Basiquement, La Lettre se propose de bien porter son nom et d’envoyer régulièrement des nouvelles de la critique de cinéma, à ceux qui la font et à ceux qui s’en préoccupent. 

En ces temps où tout – du contexte économique aux données technologiques, du flux débordant des images offertes à la consommation au reflux de la place réservée à la culture dans le paysage éditorial – oblige la critique de cinéma à se réinventer, La Lettre se propose de suivre, observer et accompagner cette transformation. Lieu de réflexion et de dialogue, elle s’envisage comme une interface, à la fois entre les adhérents – qui pourront y échanger sur leurs pratiques, leurs préoccupations, leurs engagements, leurs idées... -, et entre le syndicat et l’extérieur, pour communiquer sur le métier de critique, ses difficultés, son éthique, son utilité. Par le biais de témoignages, entretiens, enquêtes, humeurs, etc., elle reviendra, à intervalles larges mais réguliers, entretenir la conversation et ouvrir le débat.

Nicolas Marcadé
Rédacteur en chef de La Lettre

Historique de La Lettre

La Lettre est passée par différentes phases. D’abord, ce fut un simple bulletin à usage interne, un modeste polycopié sommairement agrafé, lancé en février 1993. Trois ans plus tard, il devint La Lettre du SFCC, dont le N°1 date de février 1996. C’était déjà mieux, malgré le papier rugueux et la terrifiante médiocrité des reproductions photographiques qui étaient censées l’illustrer. A tel point que dans le N°16 (Mars 2001), nous renoncions solennellement à toute illustration. D’où une Lettre austère, 20 pages de texte serré, uniformément sur 3 colonnes. Quelques photographies réapparurent dès le N°17, bénéficiant d’une meilleure reproduction.

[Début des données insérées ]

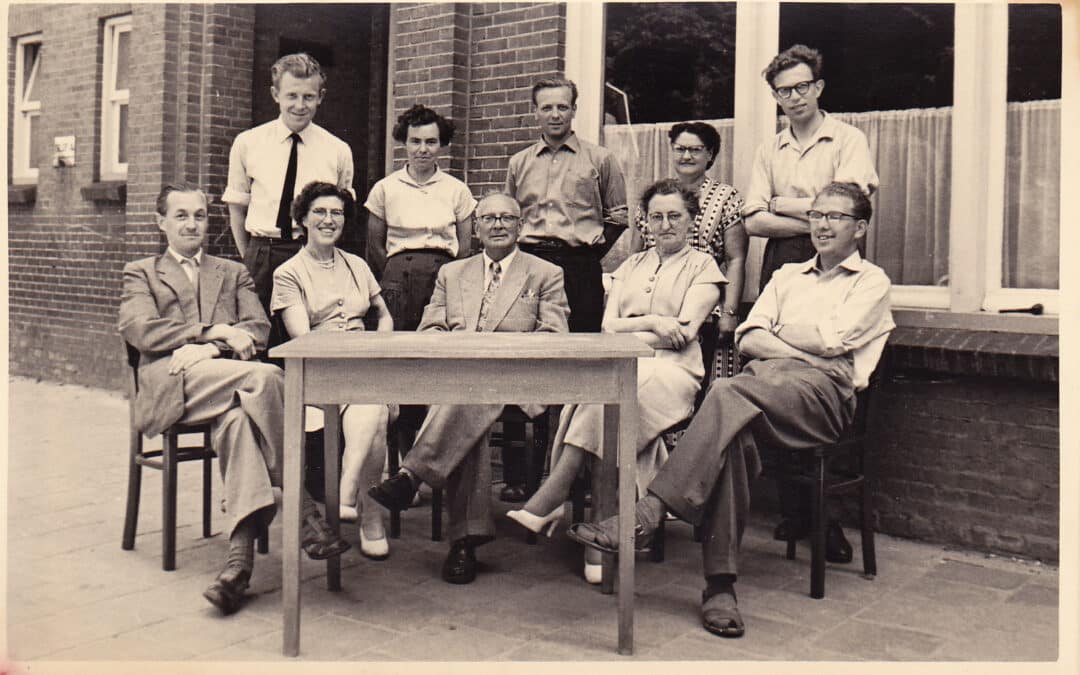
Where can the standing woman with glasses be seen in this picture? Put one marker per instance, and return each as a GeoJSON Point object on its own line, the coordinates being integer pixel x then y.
{"type": "Point", "coordinates": [662, 295]}
{"type": "Point", "coordinates": [418, 217]}
{"type": "Point", "coordinates": [325, 288]}
{"type": "Point", "coordinates": [717, 229]}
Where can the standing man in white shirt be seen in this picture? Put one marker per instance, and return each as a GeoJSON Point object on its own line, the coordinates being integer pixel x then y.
{"type": "Point", "coordinates": [270, 164]}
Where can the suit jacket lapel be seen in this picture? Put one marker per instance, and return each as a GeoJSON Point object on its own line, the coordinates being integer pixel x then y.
{"type": "Point", "coordinates": [211, 278]}
{"type": "Point", "coordinates": [472, 291]}
{"type": "Point", "coordinates": [172, 275]}
{"type": "Point", "coordinates": [509, 291]}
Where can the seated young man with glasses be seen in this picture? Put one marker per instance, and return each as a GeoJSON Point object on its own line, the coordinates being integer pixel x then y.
{"type": "Point", "coordinates": [814, 336]}
{"type": "Point", "coordinates": [814, 150]}
{"type": "Point", "coordinates": [500, 289]}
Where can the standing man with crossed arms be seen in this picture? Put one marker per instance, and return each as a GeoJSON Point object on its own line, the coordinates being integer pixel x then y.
{"type": "Point", "coordinates": [269, 164]}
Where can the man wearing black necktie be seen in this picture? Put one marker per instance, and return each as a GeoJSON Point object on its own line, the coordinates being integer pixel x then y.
{"type": "Point", "coordinates": [500, 289]}
{"type": "Point", "coordinates": [272, 162]}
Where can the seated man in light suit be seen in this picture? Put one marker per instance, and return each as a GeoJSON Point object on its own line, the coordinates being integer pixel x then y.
{"type": "Point", "coordinates": [184, 310]}
{"type": "Point", "coordinates": [501, 289]}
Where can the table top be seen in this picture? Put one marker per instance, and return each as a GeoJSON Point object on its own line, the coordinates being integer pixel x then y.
{"type": "Point", "coordinates": [435, 345]}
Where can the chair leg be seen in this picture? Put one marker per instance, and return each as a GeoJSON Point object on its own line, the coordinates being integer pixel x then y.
{"type": "Point", "coordinates": [393, 446]}
{"type": "Point", "coordinates": [818, 534]}
{"type": "Point", "coordinates": [865, 509]}
{"type": "Point", "coordinates": [436, 515]}
{"type": "Point", "coordinates": [206, 488]}
{"type": "Point", "coordinates": [134, 488]}
{"type": "Point", "coordinates": [169, 501]}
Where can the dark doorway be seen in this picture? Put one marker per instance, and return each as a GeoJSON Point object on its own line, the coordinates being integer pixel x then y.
{"type": "Point", "coordinates": [350, 41]}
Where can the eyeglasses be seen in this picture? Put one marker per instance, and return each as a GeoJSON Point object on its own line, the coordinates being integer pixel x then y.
{"type": "Point", "coordinates": [834, 217]}
{"type": "Point", "coordinates": [321, 214]}
{"type": "Point", "coordinates": [801, 88]}
{"type": "Point", "coordinates": [693, 150]}
{"type": "Point", "coordinates": [507, 219]}
{"type": "Point", "coordinates": [674, 217]}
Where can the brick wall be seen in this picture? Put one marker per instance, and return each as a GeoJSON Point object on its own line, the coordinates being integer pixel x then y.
{"type": "Point", "coordinates": [65, 252]}
{"type": "Point", "coordinates": [476, 63]}
{"type": "Point", "coordinates": [970, 460]}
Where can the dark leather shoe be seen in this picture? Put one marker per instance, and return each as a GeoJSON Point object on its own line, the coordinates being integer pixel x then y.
{"type": "Point", "coordinates": [837, 549]}
{"type": "Point", "coordinates": [395, 493]}
{"type": "Point", "coordinates": [460, 564]}
{"type": "Point", "coordinates": [512, 494]}
{"type": "Point", "coordinates": [227, 592]}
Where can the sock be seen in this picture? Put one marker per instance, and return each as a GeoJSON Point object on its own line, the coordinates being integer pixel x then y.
{"type": "Point", "coordinates": [242, 544]}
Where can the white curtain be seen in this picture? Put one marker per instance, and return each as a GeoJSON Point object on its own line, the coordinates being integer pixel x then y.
{"type": "Point", "coordinates": [912, 150]}
{"type": "Point", "coordinates": [1033, 194]}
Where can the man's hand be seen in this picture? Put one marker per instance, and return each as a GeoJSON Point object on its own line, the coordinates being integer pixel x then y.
{"type": "Point", "coordinates": [189, 355]}
{"type": "Point", "coordinates": [241, 343]}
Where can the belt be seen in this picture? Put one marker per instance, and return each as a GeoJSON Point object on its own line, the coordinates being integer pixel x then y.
{"type": "Point", "coordinates": [277, 241]}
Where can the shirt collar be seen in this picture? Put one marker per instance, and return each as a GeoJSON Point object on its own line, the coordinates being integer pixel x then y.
{"type": "Point", "coordinates": [826, 130]}
{"type": "Point", "coordinates": [503, 264]}
{"type": "Point", "coordinates": [404, 176]}
{"type": "Point", "coordinates": [852, 264]}
{"type": "Point", "coordinates": [570, 144]}
{"type": "Point", "coordinates": [179, 259]}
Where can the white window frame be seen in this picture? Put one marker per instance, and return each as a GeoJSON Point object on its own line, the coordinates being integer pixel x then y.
{"type": "Point", "coordinates": [111, 167]}
{"type": "Point", "coordinates": [24, 171]}
{"type": "Point", "coordinates": [976, 212]}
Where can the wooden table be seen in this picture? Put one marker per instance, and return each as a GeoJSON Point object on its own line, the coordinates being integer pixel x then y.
{"type": "Point", "coordinates": [333, 368]}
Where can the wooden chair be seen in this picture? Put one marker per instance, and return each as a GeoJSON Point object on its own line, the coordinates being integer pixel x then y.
{"type": "Point", "coordinates": [536, 437]}
{"type": "Point", "coordinates": [165, 460]}
{"type": "Point", "coordinates": [831, 470]}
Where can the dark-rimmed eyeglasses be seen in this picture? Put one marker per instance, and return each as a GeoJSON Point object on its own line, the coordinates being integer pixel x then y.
{"type": "Point", "coordinates": [507, 219]}
{"type": "Point", "coordinates": [834, 217]}
{"type": "Point", "coordinates": [801, 88]}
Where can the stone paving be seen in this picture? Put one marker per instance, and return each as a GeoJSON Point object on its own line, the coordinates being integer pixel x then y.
{"type": "Point", "coordinates": [75, 595]}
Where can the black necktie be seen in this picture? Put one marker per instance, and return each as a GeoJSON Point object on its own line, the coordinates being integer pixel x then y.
{"type": "Point", "coordinates": [284, 218]}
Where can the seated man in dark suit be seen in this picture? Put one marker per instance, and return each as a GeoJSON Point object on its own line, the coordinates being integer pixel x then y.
{"type": "Point", "coordinates": [814, 336]}
{"type": "Point", "coordinates": [185, 311]}
{"type": "Point", "coordinates": [502, 289]}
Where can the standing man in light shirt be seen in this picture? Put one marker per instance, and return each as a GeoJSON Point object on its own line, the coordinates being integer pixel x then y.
{"type": "Point", "coordinates": [270, 163]}
{"type": "Point", "coordinates": [790, 170]}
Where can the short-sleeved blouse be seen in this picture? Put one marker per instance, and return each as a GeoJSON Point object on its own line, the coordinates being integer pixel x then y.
{"type": "Point", "coordinates": [720, 208]}
{"type": "Point", "coordinates": [420, 216]}
{"type": "Point", "coordinates": [336, 297]}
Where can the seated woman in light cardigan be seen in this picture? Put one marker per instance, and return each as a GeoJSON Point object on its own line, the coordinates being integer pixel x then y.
{"type": "Point", "coordinates": [325, 288]}
{"type": "Point", "coordinates": [662, 295]}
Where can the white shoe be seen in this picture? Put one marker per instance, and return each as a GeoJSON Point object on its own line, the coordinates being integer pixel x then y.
{"type": "Point", "coordinates": [536, 523]}
{"type": "Point", "coordinates": [594, 572]}
{"type": "Point", "coordinates": [377, 549]}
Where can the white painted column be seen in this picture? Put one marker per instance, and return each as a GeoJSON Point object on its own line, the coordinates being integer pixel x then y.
{"type": "Point", "coordinates": [584, 65]}
{"type": "Point", "coordinates": [979, 151]}
{"type": "Point", "coordinates": [757, 41]}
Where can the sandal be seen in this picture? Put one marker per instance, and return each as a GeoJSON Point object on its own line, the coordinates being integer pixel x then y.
{"type": "Point", "coordinates": [319, 541]}
{"type": "Point", "coordinates": [604, 536]}
{"type": "Point", "coordinates": [719, 613]}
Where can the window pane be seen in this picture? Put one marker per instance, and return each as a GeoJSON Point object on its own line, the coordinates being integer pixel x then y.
{"type": "Point", "coordinates": [888, 70]}
{"type": "Point", "coordinates": [29, 58]}
{"type": "Point", "coordinates": [1033, 148]}
{"type": "Point", "coordinates": [122, 151]}
{"type": "Point", "coordinates": [123, 42]}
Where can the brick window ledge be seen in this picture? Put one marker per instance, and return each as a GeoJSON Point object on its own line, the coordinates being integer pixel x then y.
{"type": "Point", "coordinates": [22, 193]}
{"type": "Point", "coordinates": [974, 351]}
{"type": "Point", "coordinates": [115, 191]}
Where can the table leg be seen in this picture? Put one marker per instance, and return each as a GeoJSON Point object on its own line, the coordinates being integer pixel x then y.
{"type": "Point", "coordinates": [605, 488]}
{"type": "Point", "coordinates": [628, 497]}
{"type": "Point", "coordinates": [332, 461]}
{"type": "Point", "coordinates": [293, 487]}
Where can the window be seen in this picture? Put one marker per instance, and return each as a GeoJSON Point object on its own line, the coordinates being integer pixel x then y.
{"type": "Point", "coordinates": [26, 127]}
{"type": "Point", "coordinates": [115, 94]}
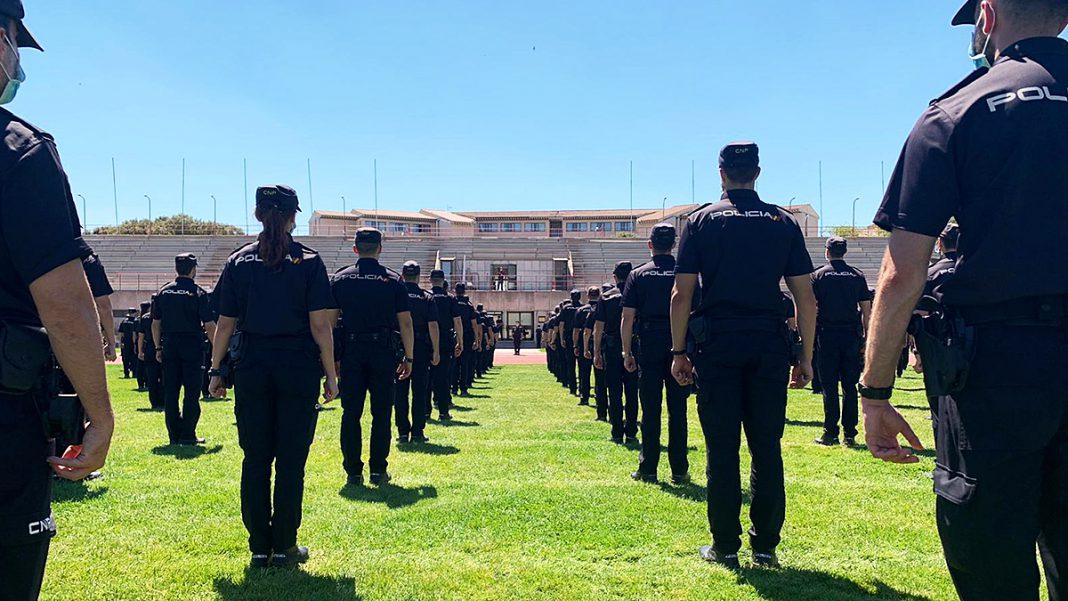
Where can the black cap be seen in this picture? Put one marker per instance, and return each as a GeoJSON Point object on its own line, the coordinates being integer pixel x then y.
{"type": "Point", "coordinates": [662, 234]}
{"type": "Point", "coordinates": [14, 10]}
{"type": "Point", "coordinates": [368, 235]}
{"type": "Point", "coordinates": [281, 198]}
{"type": "Point", "coordinates": [740, 155]}
{"type": "Point", "coordinates": [967, 13]}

Il fallut aussi rationaliser le planning de cette Lettre, jusque là aussi sporadique qu’anarchique. Décision fut prise d’une parution régulière, à raison de deux numéros par an, aux équinoxes. Un peu de couleur vint aussi égayer les numéros suivants.

Mais la véritable métamorphose date du N°27 (mars 2005). Une nouvelle maquette, réalisée par une professionnelle, un format légèrement augmenté, 32 pages, un souci croissant d’une illustration de qualité, et le parti pris d’une photo pleine page à la une.

Cette  revue proposait ainsi des reportages sur les principaux événements de la vie du SFCC (la soirée des Prix, la Semaine de la Critique, les réunions du Conseil, l’AG annuelle). Mais aussi des rencontres avec les cinéastes, une bibliographie perpétuelle du cinéma, le portrait de quelques « fous du cinoche », des aperçus sur ce qui se fait de mieux à la télévision, un feuilleton sur la critique de cinéma à travers le monde, et aussi des pages de conseils pratiques, d’information sur le métier et les droits des journalistes et des critiques, les scandales des mises au placard ou licenciements.

En 2018, la décision fut prise d'arrêter l'impression de la Lettre, qui désormais devient une publication digitale, directement consultable sur le site du SFCC.